Köy Enstitüleri Unutulur mu * Sibel Kahraman

Geçen hafta bir öğretmenimiz aradı. 'Köy enstitüleri ile ilgili bir yazı göremedim. Neden?' diye sordu. Çok haklı olduğu için bunu en kısa zamanda telafi edeceğime söz verdim. 17 Nisan'da Köy Enstitülerinin kuruluş yılını kutladık. Cumhuriyet'in en büyük projelerinden birisi olan Köy Enstitüleri'nin amacı köyden gelen yetenekli çocukları yetiştirdikten sonra tekrar köylerine dönerek okuma fırsatı bulamayanları eğitmekti. Böylece ülkenin okur yazar düzeyini yukarı çıkarmak planlanıyordu. Ne yazık ki amacına uygun eğitim veren bu kurumlar da eğitimde siyasetin kurbanı oldular.

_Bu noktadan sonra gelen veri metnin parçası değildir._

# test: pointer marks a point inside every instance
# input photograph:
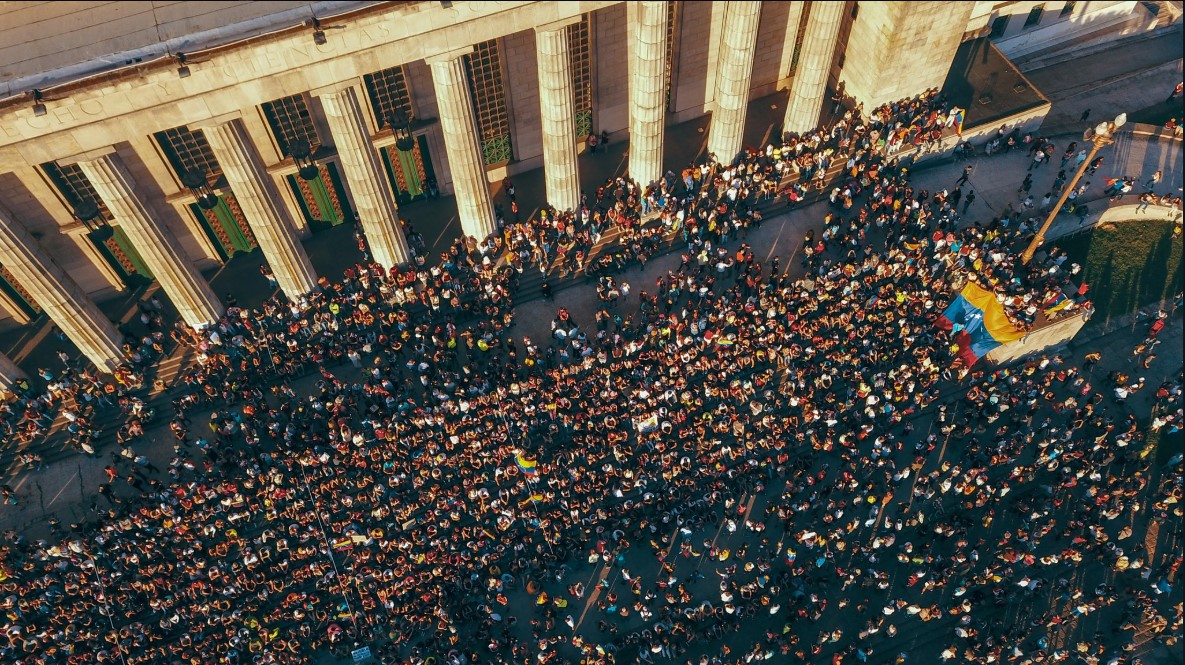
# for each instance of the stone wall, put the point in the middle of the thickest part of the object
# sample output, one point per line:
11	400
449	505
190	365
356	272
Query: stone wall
775	48
610	95
900	49
1054	334
697	43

Köy Enstitüleri ile ilgili okuduğum kitaplara ve oradan yetişmiş öğretmenlerimizle sohbetlerimize dayanarak bazı bilgiler vermek istiyorum.
Köy Enstitüleri'nde dersler pratik ve teorik olarak bir arada işleniyordu. Genel kültür dersleri dışında köyün kalkınmasına faydası olacak bilgi ve beceriler de veriliyordu. Bölgenin tarımdan sanata, kültüründen sosyal durumuna göre araştırılıp öğretim programları bu araştırmalara göre düzenlenmişti.
17 Nisan 1940'ta kurulan Köy Enstitüleri'nin ayrıcalıklı bir diğer yanı da okul yöneticilerinin öğrenciler ile her konuyu tartışabilmeleriydi. Günümüzde bile öğretmenin, hele hele okul müdürünün dediği şaşmaz kural olarak benimsenirken, 1940'larda öğrencinin öğretmeniyle tartışabilmesine böyle bir eğitim sisteminden geçmediğim için bir türlü inanamıyorum.
Köy Enstitüleri'nde amaç, hep beraber ülkeyi kalkındırmak için üretmek ve hayata birlikte bakmaktı. Rastgele bir okula gidip rastgele bir sınıf seçin bakalım hangi öğrenci, 'Amacımız ülkeyi kalkındırmak' gibi bir cevap verecek? 'Kısa yoldan nasıl zengin olunur' planları yapmanın ilköğretime kadar indiği günümüzde, böyle bir cümle kuracak genç sayısı eminim çok azdır.
Köy Enstitüleri yalnızca öğretmen yetiştiren kurumlar değil, bulunduğu çevreyi araştıran, geliştiren ve çevrenin kalkınmasını da üstelenen kurumlar olarak ortaya çıktı. Kırsal yörelerde toplumsal, ekonomik ve kültürel kalkınmayı sağlayacak, bu alanda gerekli elemanları yetiştirecek yapılar oluşturuldu. Bu dönemde köy çocukları eğitildikten sonra köylerine tarımda, sanatta, zenaatta ve sağlık alanında hizmet verdiler.
Projeyle birlikte ülkemizin dört bir yanına dağılan eğitmenler hem okuma yazma öğretirken hem de üretimin artması için köylülere pratik yollar sundular. Kısa sürede bu köylerde sosyal faaliyetler arttı, köy kahvelerinde okuma odaları açıldı.
Ancak, UNESCO tarafından dünyaya örnek gösterilen Köy Enstitüleri 1954 yılında kapatıldı.
Köy Enstitüleri'nin yerini alacak bir sistem aradan 66 yıl geçmesine rağmen kurulamadı.
Ve biz hala kız çocuklarını okula gönderebilmek için kampanyalar düzenleniyoruz. Kimlerin öğretmen olacağını tartışıyoruz. Okuma yazma oranını artırmak, ezberci eğitimi kaldırmak için sonu gelmeyen projeler hazırlıyoruz.
Köy Enstitüleri kapatılmamış olsaydı eminim bu sorunları yıllar önce çözmüş olurduk.

Sibel Kahraman tarafından yazılan bu makale, 24 Nisan 2006 Pazartesi günü yayınlanan Akşam Gazetesindeki köşe yazısıdır.